Şimdi yükleniyor

Hüseyin Alpaslan: BİR GECEDE CAHİL Mİ KALDIK?

BİR GECEDE CAHİL Mİ KALDIK? TÜRK HARF DEVRİMİ ÜZERİNE TARİHSEL VE SOSYOKÜLTÜREL BİR DEĞERLENDİRME

Özet

Bu çalışma, Türk Harf Devrimi’nin tarihsel bağlamını, toplumsal etkilerini ve sıklıkla dile getirilen “Bir gecede cahil kaldık” söyleminin geçerliliğini incelemektedir. 1928 yılında gerçekleştirilen Harf Devrimi, Cumhuriyet’in modernleşme ve ulus inşa sürecinin en önemli kültürel dönüşümlerinden biridir.
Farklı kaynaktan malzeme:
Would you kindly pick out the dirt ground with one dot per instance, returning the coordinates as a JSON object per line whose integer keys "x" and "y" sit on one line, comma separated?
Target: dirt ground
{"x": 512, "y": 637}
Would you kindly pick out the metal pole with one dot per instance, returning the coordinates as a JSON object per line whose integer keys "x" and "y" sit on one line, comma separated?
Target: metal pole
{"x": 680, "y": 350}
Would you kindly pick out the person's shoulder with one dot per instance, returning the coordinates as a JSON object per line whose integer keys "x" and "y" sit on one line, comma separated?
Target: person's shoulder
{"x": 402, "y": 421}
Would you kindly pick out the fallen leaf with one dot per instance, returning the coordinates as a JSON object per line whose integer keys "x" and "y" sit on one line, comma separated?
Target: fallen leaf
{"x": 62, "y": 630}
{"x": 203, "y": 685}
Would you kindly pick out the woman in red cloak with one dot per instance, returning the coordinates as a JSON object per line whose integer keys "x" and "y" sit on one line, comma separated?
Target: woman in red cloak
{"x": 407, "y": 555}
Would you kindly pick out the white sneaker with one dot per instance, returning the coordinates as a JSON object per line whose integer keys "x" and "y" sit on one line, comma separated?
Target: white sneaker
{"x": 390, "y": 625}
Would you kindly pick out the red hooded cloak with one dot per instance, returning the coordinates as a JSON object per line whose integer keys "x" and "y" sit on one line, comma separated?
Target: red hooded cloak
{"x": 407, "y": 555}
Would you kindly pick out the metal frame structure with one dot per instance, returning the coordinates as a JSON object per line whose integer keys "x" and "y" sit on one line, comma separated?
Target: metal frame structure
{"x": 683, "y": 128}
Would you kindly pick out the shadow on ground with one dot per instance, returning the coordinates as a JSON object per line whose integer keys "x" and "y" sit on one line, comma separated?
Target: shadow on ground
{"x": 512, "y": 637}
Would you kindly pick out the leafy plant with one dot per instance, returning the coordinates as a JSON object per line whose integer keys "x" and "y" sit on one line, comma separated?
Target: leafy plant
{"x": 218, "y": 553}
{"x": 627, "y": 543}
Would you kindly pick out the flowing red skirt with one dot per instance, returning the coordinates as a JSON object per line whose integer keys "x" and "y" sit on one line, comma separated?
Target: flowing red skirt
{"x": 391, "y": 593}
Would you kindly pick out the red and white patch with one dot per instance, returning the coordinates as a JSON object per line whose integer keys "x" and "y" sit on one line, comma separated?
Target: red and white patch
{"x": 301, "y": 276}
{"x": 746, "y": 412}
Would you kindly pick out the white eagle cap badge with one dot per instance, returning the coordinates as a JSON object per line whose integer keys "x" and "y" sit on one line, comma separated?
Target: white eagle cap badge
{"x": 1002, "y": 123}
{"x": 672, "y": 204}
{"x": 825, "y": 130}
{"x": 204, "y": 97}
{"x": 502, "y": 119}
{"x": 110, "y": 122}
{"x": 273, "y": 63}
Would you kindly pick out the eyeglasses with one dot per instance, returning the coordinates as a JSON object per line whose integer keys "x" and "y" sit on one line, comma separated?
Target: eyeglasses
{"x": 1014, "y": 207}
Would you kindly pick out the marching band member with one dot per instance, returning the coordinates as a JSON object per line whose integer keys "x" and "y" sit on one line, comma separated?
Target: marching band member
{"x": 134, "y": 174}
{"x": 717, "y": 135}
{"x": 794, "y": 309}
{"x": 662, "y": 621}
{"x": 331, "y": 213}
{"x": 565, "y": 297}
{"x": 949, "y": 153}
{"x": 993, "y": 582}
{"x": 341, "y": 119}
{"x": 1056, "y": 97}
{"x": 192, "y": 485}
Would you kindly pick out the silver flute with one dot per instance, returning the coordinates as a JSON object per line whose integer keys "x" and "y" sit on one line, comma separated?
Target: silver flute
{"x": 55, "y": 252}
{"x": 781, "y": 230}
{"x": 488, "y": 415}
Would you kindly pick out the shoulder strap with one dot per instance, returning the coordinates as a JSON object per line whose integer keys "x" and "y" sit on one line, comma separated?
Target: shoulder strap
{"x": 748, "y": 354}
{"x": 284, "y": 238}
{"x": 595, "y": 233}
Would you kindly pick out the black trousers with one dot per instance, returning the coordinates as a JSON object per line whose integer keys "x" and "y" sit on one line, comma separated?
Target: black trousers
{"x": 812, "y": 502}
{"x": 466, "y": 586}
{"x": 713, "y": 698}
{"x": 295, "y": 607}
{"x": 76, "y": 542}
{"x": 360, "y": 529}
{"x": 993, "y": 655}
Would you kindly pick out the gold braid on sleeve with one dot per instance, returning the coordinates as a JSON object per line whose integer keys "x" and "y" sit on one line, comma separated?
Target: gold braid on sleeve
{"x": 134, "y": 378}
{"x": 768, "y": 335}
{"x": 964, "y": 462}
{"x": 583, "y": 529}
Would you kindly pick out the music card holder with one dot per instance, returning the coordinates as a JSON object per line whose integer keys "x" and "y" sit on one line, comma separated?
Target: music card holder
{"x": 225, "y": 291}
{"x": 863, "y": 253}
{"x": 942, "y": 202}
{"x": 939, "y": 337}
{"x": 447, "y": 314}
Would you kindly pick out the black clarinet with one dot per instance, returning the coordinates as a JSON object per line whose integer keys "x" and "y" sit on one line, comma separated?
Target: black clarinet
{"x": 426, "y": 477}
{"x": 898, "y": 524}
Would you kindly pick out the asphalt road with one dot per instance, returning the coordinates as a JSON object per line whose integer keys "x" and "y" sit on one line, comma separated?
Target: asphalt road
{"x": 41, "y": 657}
Çalışmada, devrimin halkı “cahilleştirmek” yerine okuryazarlığı yaygınlaştırma amacı taşıdığı; Arap ve Fars harflerinden oluşan Osmanlı Türkçesinin Türkçenin ses yapısına uygun olmadığı için okuma yazma öğrenimini zorlaştırdığı vurgulanmaktadır. Ayrıca Harf Devrimi’nin geçmişle bağı koparmadığı, aksine tarihî metinlerin bilimsel yöntemlerle korunmasını sağladığı sonucuna varılmıştır.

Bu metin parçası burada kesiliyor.